Phil est euphorique. Il a vite oublié ma fugue de ce matin. Il était tendu quand je suis rentré au journal, mais je lui ai montré les images des deux femmes s'accusant du meurtre du patriarche et maintenant, il est sur ressorts.

– Quel scoop ! s'exclame-t-il, mon téléphone toujours dans la main. Envoie le tout à Théo. Il faut qu'il nous fasse un super montage pour les Web News.

Théophile, dit Théo, le pro de l'informatique. Notre geek à nous. Il s'occupe du site du journal, mais aussi de la mise en page de la version papier. On s'est connu au lycée. Son style gothique ne l'a jamais quitté depuis la seconde, son ordinateur non plus, d'ailleurs. On a tout de suite pensé à ses talents quand Philéas a eu l'idée de la boîte.
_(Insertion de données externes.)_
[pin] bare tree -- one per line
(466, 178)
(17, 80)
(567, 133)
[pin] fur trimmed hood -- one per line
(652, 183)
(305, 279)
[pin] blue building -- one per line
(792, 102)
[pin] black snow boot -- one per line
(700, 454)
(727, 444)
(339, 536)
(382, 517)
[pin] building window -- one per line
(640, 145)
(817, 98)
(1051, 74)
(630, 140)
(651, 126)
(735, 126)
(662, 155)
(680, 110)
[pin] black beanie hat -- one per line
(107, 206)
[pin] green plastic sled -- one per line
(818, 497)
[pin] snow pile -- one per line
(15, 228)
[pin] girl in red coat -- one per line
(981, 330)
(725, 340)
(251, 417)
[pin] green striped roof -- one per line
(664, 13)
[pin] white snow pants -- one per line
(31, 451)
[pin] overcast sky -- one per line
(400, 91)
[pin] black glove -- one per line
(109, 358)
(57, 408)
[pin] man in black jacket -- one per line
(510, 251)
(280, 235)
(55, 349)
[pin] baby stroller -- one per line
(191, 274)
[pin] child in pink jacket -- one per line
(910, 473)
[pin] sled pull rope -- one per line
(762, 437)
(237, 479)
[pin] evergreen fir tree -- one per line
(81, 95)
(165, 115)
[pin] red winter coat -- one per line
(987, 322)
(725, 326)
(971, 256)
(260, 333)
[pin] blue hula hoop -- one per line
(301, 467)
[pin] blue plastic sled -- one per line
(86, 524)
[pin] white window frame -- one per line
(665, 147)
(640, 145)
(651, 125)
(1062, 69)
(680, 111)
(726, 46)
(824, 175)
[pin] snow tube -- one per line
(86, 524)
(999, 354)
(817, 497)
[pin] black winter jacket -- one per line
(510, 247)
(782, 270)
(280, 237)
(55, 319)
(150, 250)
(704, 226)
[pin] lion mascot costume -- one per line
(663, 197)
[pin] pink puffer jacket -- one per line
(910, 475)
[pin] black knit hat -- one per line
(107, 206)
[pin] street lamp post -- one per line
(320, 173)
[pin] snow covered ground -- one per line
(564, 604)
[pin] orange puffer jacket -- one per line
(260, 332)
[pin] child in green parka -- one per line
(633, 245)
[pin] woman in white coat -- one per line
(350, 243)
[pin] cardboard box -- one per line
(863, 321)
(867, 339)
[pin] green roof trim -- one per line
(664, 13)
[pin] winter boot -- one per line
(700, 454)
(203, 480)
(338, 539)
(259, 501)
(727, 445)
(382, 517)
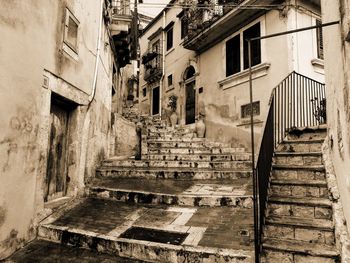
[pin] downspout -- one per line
(163, 68)
(98, 49)
(86, 123)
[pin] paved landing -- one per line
(236, 187)
(48, 252)
(219, 227)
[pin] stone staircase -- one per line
(299, 223)
(186, 200)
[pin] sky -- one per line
(152, 7)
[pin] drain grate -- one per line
(154, 235)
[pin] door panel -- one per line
(56, 165)
(155, 101)
(190, 103)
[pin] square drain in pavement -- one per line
(154, 235)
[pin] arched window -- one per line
(189, 73)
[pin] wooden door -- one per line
(57, 159)
(155, 101)
(190, 102)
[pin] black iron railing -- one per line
(297, 101)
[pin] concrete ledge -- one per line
(142, 250)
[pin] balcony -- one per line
(210, 25)
(152, 62)
(120, 16)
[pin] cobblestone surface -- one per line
(221, 227)
(48, 252)
(241, 186)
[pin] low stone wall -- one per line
(126, 141)
(342, 235)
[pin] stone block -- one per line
(278, 257)
(280, 232)
(323, 213)
(279, 210)
(303, 211)
(281, 190)
(312, 259)
(310, 235)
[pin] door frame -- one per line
(186, 83)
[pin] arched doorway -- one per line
(190, 92)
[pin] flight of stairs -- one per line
(299, 222)
(194, 196)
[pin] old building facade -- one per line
(60, 68)
(337, 48)
(199, 54)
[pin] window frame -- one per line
(240, 33)
(69, 16)
(183, 25)
(319, 40)
(170, 85)
(172, 38)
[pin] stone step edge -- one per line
(157, 252)
(320, 224)
(300, 247)
(285, 153)
(305, 141)
(145, 197)
(170, 169)
(317, 168)
(310, 183)
(305, 201)
(169, 162)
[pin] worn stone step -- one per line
(289, 173)
(170, 173)
(296, 252)
(153, 233)
(308, 133)
(46, 251)
(303, 207)
(210, 193)
(297, 188)
(300, 145)
(307, 230)
(177, 164)
(296, 158)
(201, 157)
(197, 150)
(184, 144)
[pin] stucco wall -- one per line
(337, 67)
(222, 97)
(31, 50)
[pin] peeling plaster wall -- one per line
(337, 67)
(31, 48)
(222, 103)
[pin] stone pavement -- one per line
(187, 200)
(222, 229)
(47, 252)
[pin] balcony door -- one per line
(155, 101)
(190, 93)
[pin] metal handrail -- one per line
(297, 101)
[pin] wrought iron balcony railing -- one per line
(202, 13)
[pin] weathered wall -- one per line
(337, 67)
(222, 96)
(126, 140)
(31, 50)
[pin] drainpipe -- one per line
(163, 68)
(86, 123)
(98, 49)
Il faut savoir que lorsqu'on a monté le journal lui et moi, on n'avait aucune idée de là où on mettait les pieds. On venait de finir nos études de journalisme et on rentrait au bercail, après un an sans quitter Paris, pour des vacances en famille. Entre temps, Phil est tombé amoureux de Nathalie, la voisine rousse à qui il tirait les tresses quand on était gosse.
Un soir, au cours d'une soirée un peu trop arrosée avec d'anciens potes du lycée, une conversation en entraînant une autre, quelqu'un a lancé le pari de monter un journal tous ensemble. On a fait des plans sur la comète toute la nuit. On s'est tellement marré que les effets de l'alcool sont partis, nos amis aussi, mais pas notre engouement. Enfin, surtout celui de Philéas qui voulait impressionner Nathalie à tout prix. Il se trouve que sa belle était enceinte. Il devait prouver qu'il pouvait assurer.

J'ai donc fait toutes les démarches pendant que Phil me soutenait du fond de son canapé devant Netflix et que sa future femme gonflait.
Cinq ans après, le journal tient debout par miracle, et pas mal à la sueur de mon front, sans vouloir me jeter des fleurs.
Comme quoi, l'abus d'alcool n'est jamais bon pour la santé.

Le rédacteur en chef reprend le dessus sur mon ami lorsqu'il me rend mon portable :

– Bon boulot, Bastien. J'attends ton article pour l'édition de demain.

– On en sait plus sur le meurtre ? je questionne. Il nous faudrait des détails.

Il se met à chuchoter comme si ce qu'il s'apprêtait à me dire relevait du secret-défense :

– T'inquiète pas, j'en fais mon affaire. Viens dîner à la maison ce soir. Tu auras tes réponses.

Je plisse les yeux pour tenter de percer le mystère à travers les siens, mais il passe déjà à autre chose :

– Essaie d'interroger les voisins, de voir si y a des témoins… joue les enquêteurs, bluff, je sais pas, moi. T'es un journaliste d'investigations, maintenant. Alors investigue ! Je te donne carte blanche, s'exclame-t-il.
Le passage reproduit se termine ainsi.